Enough with the hypotheticals, let’s look at an existing and current example in the world of genetic diseases. Charcot-Marie-Tooth disease is a peripheral neuropathy that affects ~1/2500 people in the US, according to the NIH. Those numbers make it one of the more prevalent neurological disorders. The issue, though, is that CMT is really a large set of distinct conditions that all have similar phenotypes but different genetic etiologies. Well over 30 genes have been directly implicated in CMT, and roughly twice that have been associated with the disorder(s) and related conditions. The modes of inheritance vary, virtually every type of mutation is represented (duplication, mutation, etc.), and the way in which peripheral nerves are affected can be different (e.g., axonal defects vs demyelination). As a result, classifying and subdividing CMT as new syndromes are discovered is a complex task.
Historically, the simple (and common) method of classification has been used: tack a number and letter to the end and call it good. Currently, the field recognizes three main types of CMT, CMT1-4. Each type contains between 5 and 7 subtypes. While “CMT1F” is convenient, it’s arguably no longer sufficient to truly describe the syndrome it represents.
To solve this problem, a group of scientists from several neurology departments across France and Algeria has suggested a new nomenclature for CMT. They begin with an impressively comprehensive review of CMT, its history and many genotypes. Informative in itself, this review also highlights the remarkable level of heterogeneity within the umbrella categorie of CMT neuropathies.
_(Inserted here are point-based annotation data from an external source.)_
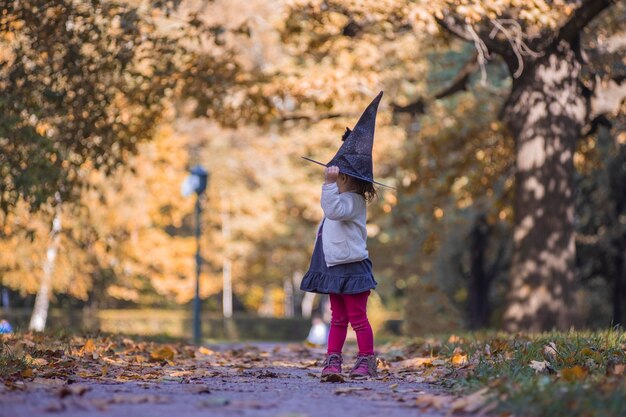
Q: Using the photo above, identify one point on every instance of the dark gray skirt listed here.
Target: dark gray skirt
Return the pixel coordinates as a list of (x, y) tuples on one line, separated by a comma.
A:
[(350, 278)]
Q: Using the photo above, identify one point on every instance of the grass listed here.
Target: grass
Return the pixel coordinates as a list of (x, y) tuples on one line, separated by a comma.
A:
[(583, 372)]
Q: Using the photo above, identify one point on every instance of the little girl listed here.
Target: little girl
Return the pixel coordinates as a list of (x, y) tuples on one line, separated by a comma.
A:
[(340, 265)]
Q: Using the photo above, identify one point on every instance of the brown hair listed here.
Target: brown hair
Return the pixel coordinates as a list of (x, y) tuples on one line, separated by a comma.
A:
[(364, 188)]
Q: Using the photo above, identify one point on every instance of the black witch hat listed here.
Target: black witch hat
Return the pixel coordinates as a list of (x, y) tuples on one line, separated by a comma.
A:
[(354, 157)]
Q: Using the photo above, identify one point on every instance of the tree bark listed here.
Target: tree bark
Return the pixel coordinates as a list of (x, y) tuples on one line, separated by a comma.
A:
[(42, 300), (545, 113)]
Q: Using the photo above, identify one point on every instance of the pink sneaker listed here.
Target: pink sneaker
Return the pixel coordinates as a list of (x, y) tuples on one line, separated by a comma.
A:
[(365, 367), (332, 368)]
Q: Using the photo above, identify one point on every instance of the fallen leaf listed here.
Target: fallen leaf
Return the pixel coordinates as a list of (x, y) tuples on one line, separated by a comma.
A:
[(205, 351), (540, 366), (614, 368), (164, 353), (459, 359), (39, 362), (575, 373), (470, 403), (89, 347), (48, 382), (75, 389), (549, 351)]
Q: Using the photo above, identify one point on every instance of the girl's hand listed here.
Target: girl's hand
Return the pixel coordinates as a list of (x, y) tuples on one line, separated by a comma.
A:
[(331, 174)]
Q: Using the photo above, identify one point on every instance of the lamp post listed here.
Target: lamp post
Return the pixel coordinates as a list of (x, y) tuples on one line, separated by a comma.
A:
[(196, 182)]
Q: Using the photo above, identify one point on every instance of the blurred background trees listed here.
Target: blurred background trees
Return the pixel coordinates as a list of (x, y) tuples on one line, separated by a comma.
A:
[(106, 104)]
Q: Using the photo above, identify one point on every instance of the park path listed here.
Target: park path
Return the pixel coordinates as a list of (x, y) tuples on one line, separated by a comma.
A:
[(260, 380)]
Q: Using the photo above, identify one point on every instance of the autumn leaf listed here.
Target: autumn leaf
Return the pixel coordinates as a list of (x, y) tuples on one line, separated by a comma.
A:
[(470, 403), (438, 402), (89, 347), (541, 366), (573, 374), (165, 353), (459, 359)]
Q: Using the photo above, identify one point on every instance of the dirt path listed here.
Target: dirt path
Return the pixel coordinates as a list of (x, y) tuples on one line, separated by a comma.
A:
[(273, 380)]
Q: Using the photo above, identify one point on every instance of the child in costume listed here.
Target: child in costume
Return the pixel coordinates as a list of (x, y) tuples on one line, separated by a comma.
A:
[(340, 265)]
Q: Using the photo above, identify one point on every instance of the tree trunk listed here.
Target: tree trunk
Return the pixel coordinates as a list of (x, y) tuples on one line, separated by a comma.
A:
[(478, 299), (545, 112), (618, 288), (42, 300)]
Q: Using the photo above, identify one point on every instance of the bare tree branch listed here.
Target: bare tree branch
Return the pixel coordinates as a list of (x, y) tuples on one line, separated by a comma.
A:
[(451, 25), (311, 117), (459, 83), (581, 18)]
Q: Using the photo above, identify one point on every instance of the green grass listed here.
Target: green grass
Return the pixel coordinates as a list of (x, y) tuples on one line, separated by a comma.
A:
[(586, 378)]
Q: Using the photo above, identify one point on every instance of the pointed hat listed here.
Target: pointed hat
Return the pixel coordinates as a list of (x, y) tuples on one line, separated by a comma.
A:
[(354, 157)]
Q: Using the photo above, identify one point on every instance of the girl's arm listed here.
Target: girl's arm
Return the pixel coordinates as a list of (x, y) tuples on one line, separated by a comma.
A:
[(335, 205)]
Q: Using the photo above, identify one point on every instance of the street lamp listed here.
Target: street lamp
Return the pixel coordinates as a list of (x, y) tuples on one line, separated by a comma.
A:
[(196, 182)]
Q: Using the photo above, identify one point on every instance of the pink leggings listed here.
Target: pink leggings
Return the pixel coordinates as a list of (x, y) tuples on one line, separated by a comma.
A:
[(350, 308)]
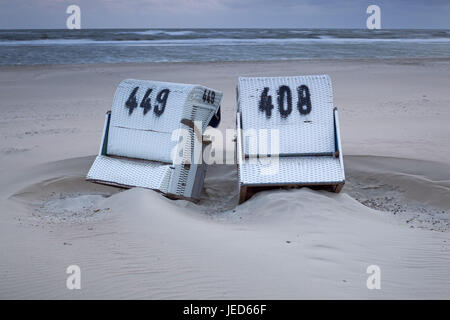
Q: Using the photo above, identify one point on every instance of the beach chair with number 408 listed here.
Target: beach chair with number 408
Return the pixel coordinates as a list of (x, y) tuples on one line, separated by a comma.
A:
[(142, 131), (297, 127)]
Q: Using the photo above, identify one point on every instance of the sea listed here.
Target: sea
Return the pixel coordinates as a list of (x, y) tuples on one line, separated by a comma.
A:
[(33, 47)]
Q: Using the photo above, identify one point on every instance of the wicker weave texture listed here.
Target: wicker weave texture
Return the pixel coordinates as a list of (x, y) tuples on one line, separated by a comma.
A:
[(138, 133), (311, 133), (292, 170), (146, 136), (130, 172)]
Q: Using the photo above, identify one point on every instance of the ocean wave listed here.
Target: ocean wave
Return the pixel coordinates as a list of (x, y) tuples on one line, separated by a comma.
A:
[(213, 41)]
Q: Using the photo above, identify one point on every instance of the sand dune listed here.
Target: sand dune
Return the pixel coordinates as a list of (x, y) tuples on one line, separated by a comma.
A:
[(393, 212), (280, 244)]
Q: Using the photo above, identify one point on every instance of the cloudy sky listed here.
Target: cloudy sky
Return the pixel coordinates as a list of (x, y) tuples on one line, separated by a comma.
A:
[(224, 13)]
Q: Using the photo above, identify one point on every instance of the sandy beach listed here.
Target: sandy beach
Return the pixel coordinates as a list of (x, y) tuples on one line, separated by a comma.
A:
[(394, 210)]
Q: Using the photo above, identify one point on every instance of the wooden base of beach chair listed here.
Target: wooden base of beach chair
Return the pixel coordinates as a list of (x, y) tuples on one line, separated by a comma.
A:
[(246, 192)]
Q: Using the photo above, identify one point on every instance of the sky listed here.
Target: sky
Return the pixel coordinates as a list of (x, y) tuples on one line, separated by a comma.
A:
[(36, 14)]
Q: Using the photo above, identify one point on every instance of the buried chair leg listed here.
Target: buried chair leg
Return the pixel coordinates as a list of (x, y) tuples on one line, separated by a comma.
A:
[(242, 194), (338, 187)]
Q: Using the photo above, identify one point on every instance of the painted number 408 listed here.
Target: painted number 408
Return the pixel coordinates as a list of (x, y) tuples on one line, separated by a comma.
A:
[(284, 101)]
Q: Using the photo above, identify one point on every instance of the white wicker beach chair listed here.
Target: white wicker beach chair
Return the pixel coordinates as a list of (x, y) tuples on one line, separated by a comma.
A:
[(298, 110), (141, 133)]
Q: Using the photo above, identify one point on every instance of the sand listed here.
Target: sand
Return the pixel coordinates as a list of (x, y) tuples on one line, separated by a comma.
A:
[(394, 210)]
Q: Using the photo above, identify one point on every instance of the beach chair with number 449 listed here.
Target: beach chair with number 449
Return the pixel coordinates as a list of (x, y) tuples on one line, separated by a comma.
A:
[(142, 130), (288, 134)]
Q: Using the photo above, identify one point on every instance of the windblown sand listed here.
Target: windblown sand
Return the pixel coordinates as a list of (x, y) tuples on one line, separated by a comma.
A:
[(394, 210)]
From there, the authors get into the practical implications regarding nomenclature. They point out that different classification systems almost match up, but “almost” isn’t good enough. For example, CMT1, 2 and 3 are the same as Hereditary Motor and Sensory Neuropathy (HMSN) I, II and III. However, CMT4 “[…] does not correspond to HMSN IV,” but instead matches a separate condition. Simply put, the correlation is not linear.
The review covers a number of other problems. What it all comes down to, though, is the statement that “the discovery of many genes susceptible to be responsible […] made the classification of CMT more and more complicated.” Additionally, there is still some flexibility in classification within certain CMT subtypes.
With all that in mind, the authors suggest a new naming convention that is more complicated on the surface but clears up much of the ambiguity surrounding Charcot-Marie-Tooth. The first step is to abbreviate the mode of inheritance – AD for autosomal dominant, AR for autosomal recessive, XL for X-linked, etc. Various forms of CMT should then be reorganized by key phenotype, such as demyelination. The examples given are CMT1 (autosomal dominant demyelinating) and CMT4 (autosomal recessive demyelinating), which would be reclassified as AD-CMT1 and AR-CMT1, respectively. To clarify even further, the authors consider the possibility of removing numbers altogether and replacing them with abbreviations of the phenotype. This would convert CMT1 into CMTde (and “ax” for axonal). The last step would be to provide maximum granularity by replacing the generic alphabetic labels with the actual gene involved. Therefore, the authors propose, “CMT1B and CMT2I/J could be named AD-CMTde-MPZ and AD-CMTax-MPZ, respectively.”
Again, this system becomes significantly more complex in terms of writing out the names of various syndromes. But, this minor inconvenience would be more than balanced by the clarity provided by spelling out the specifics of each subtype. There would be less information to remember, which means that clinicians could review data faster and with less confusion. Additionally, the group says, “these changes would probably be more readable for non-experts […]” which may be a worthy goal for making genetics more accessible.
Certainly, many fields have put together naming convention updates. However, it seems likely that this will become more necessary more often. Even if we are not finding a significant number of new diseases in phenotypic terms, the rapid accumulation of genetic data is revealing the complexity and heterogeneity that underlies many known syndromes. More granular information will require reclassification to help with both descriptive accuracy and therapeutic processes.